In Einrichtungen sollte es darüber hinaus Teilhabekonzepte geben, damit eine Mitbestimmung über sexuelle und sonstige Lebensbedingungen möglich ist und nicht über die Köpfe der Betroffenen hinweg entschieden wird. Es besteht kein Zweifel, dass dieses Vorgehen zweckmäßig ist, im Einklang mit der Rechtslage und dem bisherigen Forschungsstand steht sowie bei Pflegenden und Gepflegten prinzipiell auf Zustimmung stößt. Ergänzend zu den genannten Veränderungen in der professionellen Pflege ist auch eine Verbesserung der Fortbildungs- und Beratungsinfrastruktur für informell Pflegende notwendig, damit sie die Sexualitäten der von ihnen in häuslichen Bereich gepflegten sachgerecht begleiten können.

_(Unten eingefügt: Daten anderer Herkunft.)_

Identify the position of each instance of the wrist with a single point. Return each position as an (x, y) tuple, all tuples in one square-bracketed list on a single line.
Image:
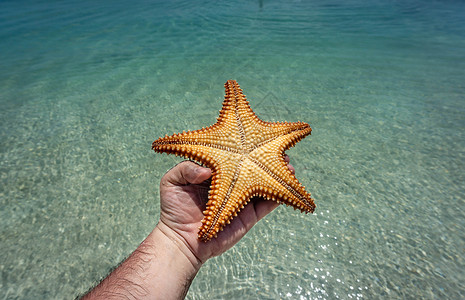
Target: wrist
[(176, 245)]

Gesellschaftlicher Gestaltungsbedarf besteht. Es müssen Rahmenbedingungen geschaffen werden, angefangen damit, dass latent bestehende Probleme in den Einrichtungen angesprochen werden und den Pflegekräften Hilfestellungen im Rahmen der Fürsorgepflicht angeboten werden. Die Schere im Kopf klappert schon. Zur Ablenkung wird das Argument der Finanzierung kommen. Es ist auch ein ethisches Problem für den Arbeitgeber, den/die Personalverantwortlichen. Pflegekräfte dürfen nicht als Roboter und Kostenfaktor, müssen als Menschen wahrgenommen werden.  Der Pflegenotstand darf Sexualität in der Pflege nicht verdrängen oder als vermeintliches Luxusproblem abgetan werden.  Warum sich nicht mit den Gedanken des

Snoezelen (snuselen) dem  multifunktionales Konzept aus den Niederlanden auseinandersetzen? Sex ist mehr als körperliche Befriedigung: Es ist ein zentraler Aspekt des Menschseins.

Lesenswert ist das Handbuch der Barmherzigen Brüder Trier mit weiteren Literaturangaben. Der Beitrag soll Hilfestellung geben und zur weiteren Diskussion, insbesondere auch aus Sicht des Gepflegten anregen.